VI
En el pueblo de Buenavista, dos millas distante de la hacienda de San Honorio, en el corredor de un gran rancho de paredes curvilíneas pero con honores de cuartel, hallábanse reunidos fumando y apurando copas de aguardiente y hondos mates de chicha, una veintena de guerrilleros patriotas, de los que uno cantaba acompañándose con la vihuela una canción criolla, muy en boga a la sazón y a la que otros respondían en coro:
cuando se presentó el sargento Ponce y les dijo:
--Compañeros, venga una copa que tengo la sangre helada de un sustazo que he tenido.
--¿Susto el sargento Ponce? observó el cabo Chinchilla con burlona sonrisa.
--Susto y de los buenos; contestó el aludido; el mayor que he tenido en mi vida. Y eso que, como ustedes saben, me precio de tener coraje; pero eso será cuando se trate de hombres de carne y hueso como nosotros; pero fantasmas y almas del otro mundo......eso no reza conmigo......
--¡Qué fantasmas ni qué penas! El sargento Ponce está jalau, dijo con sorna un viejo de bigote cano.
--Cuente, compañero, cuente como fue eso, que yo me pirro por oír historias de aparecidos y quisiera encontrarme en alguna para saber como es eso, agregó otro.
--¡Pues han de saber ustedes que anoche se me apareció el Mácaramáa! dijo Ponce con solemne acento.
--¡Quiá! ¡A otro perro con hueso, observó Chinchilla con gesto de incredulidad!
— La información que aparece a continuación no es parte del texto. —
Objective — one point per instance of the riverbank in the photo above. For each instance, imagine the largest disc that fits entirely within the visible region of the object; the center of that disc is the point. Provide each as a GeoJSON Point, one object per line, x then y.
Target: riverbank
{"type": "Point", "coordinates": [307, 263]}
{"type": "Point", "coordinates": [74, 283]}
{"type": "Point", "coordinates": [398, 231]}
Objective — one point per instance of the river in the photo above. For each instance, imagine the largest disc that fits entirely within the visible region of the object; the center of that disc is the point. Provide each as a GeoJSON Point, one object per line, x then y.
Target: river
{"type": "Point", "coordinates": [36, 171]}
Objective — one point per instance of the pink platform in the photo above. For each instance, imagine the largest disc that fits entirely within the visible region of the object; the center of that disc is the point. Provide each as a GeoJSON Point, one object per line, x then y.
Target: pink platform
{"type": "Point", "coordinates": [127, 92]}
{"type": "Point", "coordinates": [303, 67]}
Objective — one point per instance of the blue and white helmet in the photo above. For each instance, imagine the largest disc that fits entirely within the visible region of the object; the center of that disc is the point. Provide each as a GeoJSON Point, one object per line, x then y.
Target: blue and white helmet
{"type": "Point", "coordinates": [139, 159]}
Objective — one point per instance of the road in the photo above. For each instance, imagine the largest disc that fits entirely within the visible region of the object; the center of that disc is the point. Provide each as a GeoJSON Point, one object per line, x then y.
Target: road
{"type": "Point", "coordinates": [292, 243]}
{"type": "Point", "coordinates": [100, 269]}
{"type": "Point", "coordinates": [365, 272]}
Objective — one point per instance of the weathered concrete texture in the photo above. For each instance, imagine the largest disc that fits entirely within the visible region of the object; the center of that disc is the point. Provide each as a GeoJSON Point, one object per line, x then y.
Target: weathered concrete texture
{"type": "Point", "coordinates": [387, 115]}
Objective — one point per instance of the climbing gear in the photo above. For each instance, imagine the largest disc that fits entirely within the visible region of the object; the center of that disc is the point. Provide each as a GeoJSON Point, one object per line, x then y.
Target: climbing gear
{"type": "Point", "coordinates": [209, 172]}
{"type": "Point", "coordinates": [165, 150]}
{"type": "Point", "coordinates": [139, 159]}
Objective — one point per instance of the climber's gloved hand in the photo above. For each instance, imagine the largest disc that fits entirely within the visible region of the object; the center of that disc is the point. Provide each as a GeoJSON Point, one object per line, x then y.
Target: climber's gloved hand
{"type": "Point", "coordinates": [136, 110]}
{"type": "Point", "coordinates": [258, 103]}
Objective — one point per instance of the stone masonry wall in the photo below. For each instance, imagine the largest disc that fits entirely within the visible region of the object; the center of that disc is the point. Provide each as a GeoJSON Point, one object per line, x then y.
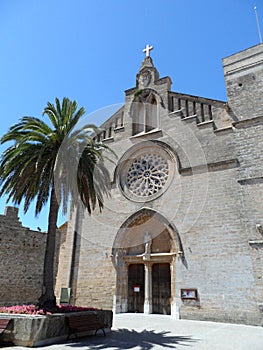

--Por esta, compañero, dijo Ponce, haciendo una cruz con los dedos v besándola. He visto al Mácaramáa con estos ojos que se han de comer la tierra. Lo he visto más grande que el cerro de Bombón, oliendo a azufre como un condenau; y con una voz del otro mundo que me puso los pelos de punta, y que, a no ser quien soy, me hace caer privau de espanto.
Como se ve, el sargento floreaba e ilustraba su aventura de la noche anterior.
--¿Y qué lo llevó a V. a San Honorio, mi sargento? preguntó el cabo Morón.
--Fui, contestó el aludido, a preparar un golpe de mano, que si se realizara me redondeo; y pronto me hubieran ustedes visto con las amables sobre los hombros; pero ese maldito Mácaramáa todo lo echó a perder. ¡Es negocio de algunos milloncejos de duros el que se me ha escapau, compañeros!
--Es que mi sargento no cuidaría de ponerle una vela a San Guilindón antes de acometer la empresa, observó con sorna Chinchilla.
--Qué San Guilindón, ¡ni qué niño muerto! dijo con mal humor Ponce. Ese será santo de tu invención, Chinchilla.
--No, mi sargento; lo juro por Noé que plantó las viñas. Un reverendo muy seriote y sabihondo me contó que allá, en la corte celestial, está San Guilindón haciendo piruetas delante de su Divina Majestad y cantando al son de unas castañuelas: "La cuenta del pobre, que no se le logre"......
--Cierto, replicó Ponce; creo que ese santo es vecino de San Sinforoso, patrón de los mentirosos.
--Cabal, agregó Chinchilla que no iba por respuesta a Roma, y de San Cucufato, patrón de los mentecatos.
--Pues, y de San Indalecio, abogado de los necios......
Y habría continuado este agridulce diálogo, sin la oportuna llegada del capitán Zambrano que era conductor de órdenes superiores, con lo que cada cual se fue a desempeñar su cometido.